Netflix moved most of its operations to Amazon Web Services‘ (AWS) cloud-based infrastructure, after its data centres fell over in 2008 and exceeded capacity last fall with 37x 2010 growth in requests. Now it is even planning to move its remaining billing and payment systems over.
“Isn’t Amazon a competitor?,” Netflix’s cloud architect Adrian Cockcroft asked whilst giving this recent presentation. “We are a ‘poster child’ for the AWS architecture.

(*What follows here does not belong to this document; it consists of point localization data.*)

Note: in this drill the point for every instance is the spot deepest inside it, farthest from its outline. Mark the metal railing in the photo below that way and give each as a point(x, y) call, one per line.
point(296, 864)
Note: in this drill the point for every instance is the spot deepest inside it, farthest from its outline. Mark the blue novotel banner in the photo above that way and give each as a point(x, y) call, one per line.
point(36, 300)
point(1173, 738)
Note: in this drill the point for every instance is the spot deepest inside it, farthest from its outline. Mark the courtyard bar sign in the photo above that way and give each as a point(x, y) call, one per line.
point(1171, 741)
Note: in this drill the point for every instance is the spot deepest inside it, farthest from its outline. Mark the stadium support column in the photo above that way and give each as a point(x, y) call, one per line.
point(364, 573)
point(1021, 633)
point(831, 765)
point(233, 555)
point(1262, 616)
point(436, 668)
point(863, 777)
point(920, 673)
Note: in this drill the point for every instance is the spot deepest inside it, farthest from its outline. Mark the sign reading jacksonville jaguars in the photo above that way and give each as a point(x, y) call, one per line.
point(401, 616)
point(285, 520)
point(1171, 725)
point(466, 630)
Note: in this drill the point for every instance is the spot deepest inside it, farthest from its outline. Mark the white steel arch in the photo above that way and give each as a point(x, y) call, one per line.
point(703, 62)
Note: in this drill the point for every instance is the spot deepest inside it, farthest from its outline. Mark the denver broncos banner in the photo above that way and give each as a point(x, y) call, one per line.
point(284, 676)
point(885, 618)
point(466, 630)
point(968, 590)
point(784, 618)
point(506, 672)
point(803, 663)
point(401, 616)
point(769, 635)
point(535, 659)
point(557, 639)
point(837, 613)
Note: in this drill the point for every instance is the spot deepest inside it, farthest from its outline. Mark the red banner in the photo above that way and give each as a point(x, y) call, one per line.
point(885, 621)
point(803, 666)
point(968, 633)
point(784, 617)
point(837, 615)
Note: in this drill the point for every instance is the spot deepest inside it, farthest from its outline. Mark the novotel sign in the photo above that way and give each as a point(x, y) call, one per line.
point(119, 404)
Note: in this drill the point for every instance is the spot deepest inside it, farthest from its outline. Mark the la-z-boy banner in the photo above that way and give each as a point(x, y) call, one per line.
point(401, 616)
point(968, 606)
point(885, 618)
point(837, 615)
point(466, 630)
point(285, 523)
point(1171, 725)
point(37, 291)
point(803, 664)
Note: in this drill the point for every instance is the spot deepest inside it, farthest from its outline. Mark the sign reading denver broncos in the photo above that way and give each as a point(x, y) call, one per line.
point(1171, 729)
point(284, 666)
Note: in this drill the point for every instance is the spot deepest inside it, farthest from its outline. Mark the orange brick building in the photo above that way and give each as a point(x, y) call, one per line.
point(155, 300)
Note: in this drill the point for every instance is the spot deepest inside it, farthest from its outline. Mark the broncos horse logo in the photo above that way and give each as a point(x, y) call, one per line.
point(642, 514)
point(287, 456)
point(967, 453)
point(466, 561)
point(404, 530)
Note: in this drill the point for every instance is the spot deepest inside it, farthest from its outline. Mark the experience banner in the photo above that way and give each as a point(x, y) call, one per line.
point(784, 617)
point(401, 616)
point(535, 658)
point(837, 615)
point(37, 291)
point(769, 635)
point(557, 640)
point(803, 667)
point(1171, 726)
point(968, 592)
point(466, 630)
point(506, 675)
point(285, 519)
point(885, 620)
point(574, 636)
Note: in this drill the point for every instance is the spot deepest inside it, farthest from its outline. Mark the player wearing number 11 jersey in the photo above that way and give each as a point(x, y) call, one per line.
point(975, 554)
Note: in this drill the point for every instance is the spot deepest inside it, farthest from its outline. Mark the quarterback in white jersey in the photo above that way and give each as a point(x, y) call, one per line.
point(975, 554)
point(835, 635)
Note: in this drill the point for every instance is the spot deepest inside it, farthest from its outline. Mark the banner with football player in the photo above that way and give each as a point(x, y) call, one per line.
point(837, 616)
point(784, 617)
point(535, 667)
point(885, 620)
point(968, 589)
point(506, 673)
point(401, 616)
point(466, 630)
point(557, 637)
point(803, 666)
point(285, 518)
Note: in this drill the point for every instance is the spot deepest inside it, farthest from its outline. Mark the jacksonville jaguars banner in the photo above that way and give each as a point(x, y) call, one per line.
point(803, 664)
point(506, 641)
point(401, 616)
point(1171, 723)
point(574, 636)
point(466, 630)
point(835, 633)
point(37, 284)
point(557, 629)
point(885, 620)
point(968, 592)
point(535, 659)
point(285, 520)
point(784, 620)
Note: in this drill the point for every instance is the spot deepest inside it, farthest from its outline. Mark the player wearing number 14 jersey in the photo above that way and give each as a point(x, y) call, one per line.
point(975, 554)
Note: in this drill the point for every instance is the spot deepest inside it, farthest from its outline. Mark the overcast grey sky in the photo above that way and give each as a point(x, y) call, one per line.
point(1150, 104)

Strategy – turn competitors in to partners.” Cockcroft said it “would be nice” to use another distributor but, for now, AWS is unbeatable; “maybe in two to three years”.
Amazon Instant Video competes with Netflix for movie and TV streaming.
Netflix yesterday told the investors from whom it has sought $400 million: “While the retail side of Amazon may compete with us, we do not believe that Amazon will use the AWS operation in such a manner as to gain competitive advantage against our service.” But it warned: “With the fact that we cannot easily switch our AWS operations to another cloud provider, any disruption of or interference with our use of AWS would impact our operations and our business would be adversely impacted.”
A content infrastructure like Amazon has assembled is vital to many digital media companies including Netflix. In the U.S., where a few of Netflix’s operations still rely on data centres, Netflix is the single biggest user of peak-time internet bandwidth, gobbling a third more bits and bytes than even the HTTP protocol over which web browsing occurs (source: Sandvine, spring 2011).
“AWS is the market leader and has been able to create a continuous and virtuous cycle,” Netflix’s engineering VP Kevin McEntee wrote earlier this year. “Netflix has benefited nicely from jumping on and riding that virtuous cycle.”
Having expanded to Canada and Latin America, Netflix now plans to launch in the UK and Ireland early in 2012 – a process that will involve considerable marketing and licensing costs that will push Netflix in to the red.
Netflix’s Cockcroft likened the technical consideration of UK and Ireland roll-out to: “Take a Boeing 737 on a domestic flight, upgrade it to a 747 by adding more engines and fly it to Europe without landing on the way.”
Amazon does not yet offer online movies or TV in those countries, though it does own Lovefilm, which remains DVD-centric but may require rebranding.
Netflix employs more than 50 on cloud systems and says even AWS’ own outage earlier this year did not affect it. However, Cockcroft wrote earlier this year: “As we grow from a single Amazon region and three availability zones servicing the USA and Canada to being a worldwide service with dozens of availability zones, even with top engineers we simply won’t be able to scale our responses manually.
“While we do have some lessons learned and some improvements to make, we continue to be confident that this (Amazon) is the right strategy for us.”